Welcome to the 220th insertion of DEMUR®, an analytical series highlighting the intricacies of the artistic world and the minutiae lying within. In this episode, we reveal the hidden origin of Autotune, explaining how oil mining and a colleague’s joke would eternally change the music industry.
Autotune has been a controversial topic since its release nearly three decades ago. Unfairly tagged as the kingpin of “real music’s” downfall, today the pitch-correcting software is heard in most billboard hits, hidden under mountains of compression and reverb. Withstanding hate from critics like the Telegraph’s Neil McCormick, plaguing the tool as a “particularly sinister invention”, to diss tracks like Jay-Z’s lead single on The Blue Print 3 titled ‘D.O.A’ (Death of Autotune), the program has irreversibly altered music, for better or worse.
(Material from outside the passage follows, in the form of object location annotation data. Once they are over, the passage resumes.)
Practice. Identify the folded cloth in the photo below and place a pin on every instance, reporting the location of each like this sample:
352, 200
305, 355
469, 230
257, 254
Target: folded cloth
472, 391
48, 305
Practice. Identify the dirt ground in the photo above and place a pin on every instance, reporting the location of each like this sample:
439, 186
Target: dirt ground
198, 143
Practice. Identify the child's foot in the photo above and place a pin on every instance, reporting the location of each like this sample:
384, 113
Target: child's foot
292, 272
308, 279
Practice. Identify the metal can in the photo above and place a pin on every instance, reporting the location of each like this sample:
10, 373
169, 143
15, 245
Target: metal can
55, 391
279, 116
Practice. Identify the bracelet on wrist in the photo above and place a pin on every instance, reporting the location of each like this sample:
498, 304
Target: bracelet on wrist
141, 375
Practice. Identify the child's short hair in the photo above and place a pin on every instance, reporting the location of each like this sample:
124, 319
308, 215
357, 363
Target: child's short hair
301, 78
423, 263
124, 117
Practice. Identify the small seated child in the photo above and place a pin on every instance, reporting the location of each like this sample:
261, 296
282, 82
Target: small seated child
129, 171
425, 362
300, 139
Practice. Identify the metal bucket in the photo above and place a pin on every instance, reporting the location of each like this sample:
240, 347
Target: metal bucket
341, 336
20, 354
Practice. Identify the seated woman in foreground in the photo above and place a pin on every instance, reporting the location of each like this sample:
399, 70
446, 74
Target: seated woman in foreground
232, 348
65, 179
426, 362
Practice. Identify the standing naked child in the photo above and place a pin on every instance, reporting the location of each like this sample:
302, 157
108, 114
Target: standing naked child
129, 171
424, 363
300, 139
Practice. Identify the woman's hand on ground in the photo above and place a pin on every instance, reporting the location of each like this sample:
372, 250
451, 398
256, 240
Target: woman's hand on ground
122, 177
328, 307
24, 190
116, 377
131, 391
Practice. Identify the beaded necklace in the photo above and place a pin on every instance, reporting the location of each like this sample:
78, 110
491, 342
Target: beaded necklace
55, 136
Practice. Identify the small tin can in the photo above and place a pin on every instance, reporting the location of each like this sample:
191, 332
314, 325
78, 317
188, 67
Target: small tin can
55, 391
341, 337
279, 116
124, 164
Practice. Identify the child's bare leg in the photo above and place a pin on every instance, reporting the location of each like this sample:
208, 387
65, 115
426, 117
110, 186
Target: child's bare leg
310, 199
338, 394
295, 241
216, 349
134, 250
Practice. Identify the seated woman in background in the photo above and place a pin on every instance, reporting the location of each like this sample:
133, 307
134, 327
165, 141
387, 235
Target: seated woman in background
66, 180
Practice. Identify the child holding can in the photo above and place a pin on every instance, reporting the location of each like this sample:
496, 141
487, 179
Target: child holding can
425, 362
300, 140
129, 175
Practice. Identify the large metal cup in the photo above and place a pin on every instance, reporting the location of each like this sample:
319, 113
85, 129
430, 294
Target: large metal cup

What’s lesser known about the effect, however, is its unexpected beginnings in the $4.3 trillion oil industry - and it all starts with a man named Dr. Andy Hildebrand. Back in 1997, Hildebrand was employed by an oil company named Exxon, working as a scientist to develop new technology for “seismic data analysis”. This tool is used to find valuable resources underground by projecting seismic (sound) waves to the Earth’s crust and collecting statistics based on their reflective properties.
Providing great advancements for the oil and gas sector, one day a colleague would make a joke requesting that Hildebrand create a machine to correct his off-key singing. Fostering curiosity in the 50-year-old scientist, he’d realize that the manipulative properties in his algorithm could be adapted across all forms of sound. Proving to be successful in the transfer, Hildebrand founded Antares Audio Technologies that same year, creating a pitch-manipulating program to alter vocal recordings.

Alas, Autotune would debut in 1998, first heard in Cher’s hit single ‘Believe’. Gaining notoriety, the application would receive polarizing reception as many claimed it killed music, but twenty-five years later, would influence the sounds of T-Pain, Kanye West, Katy Perry as one of the most revolutionary discoveries in music history.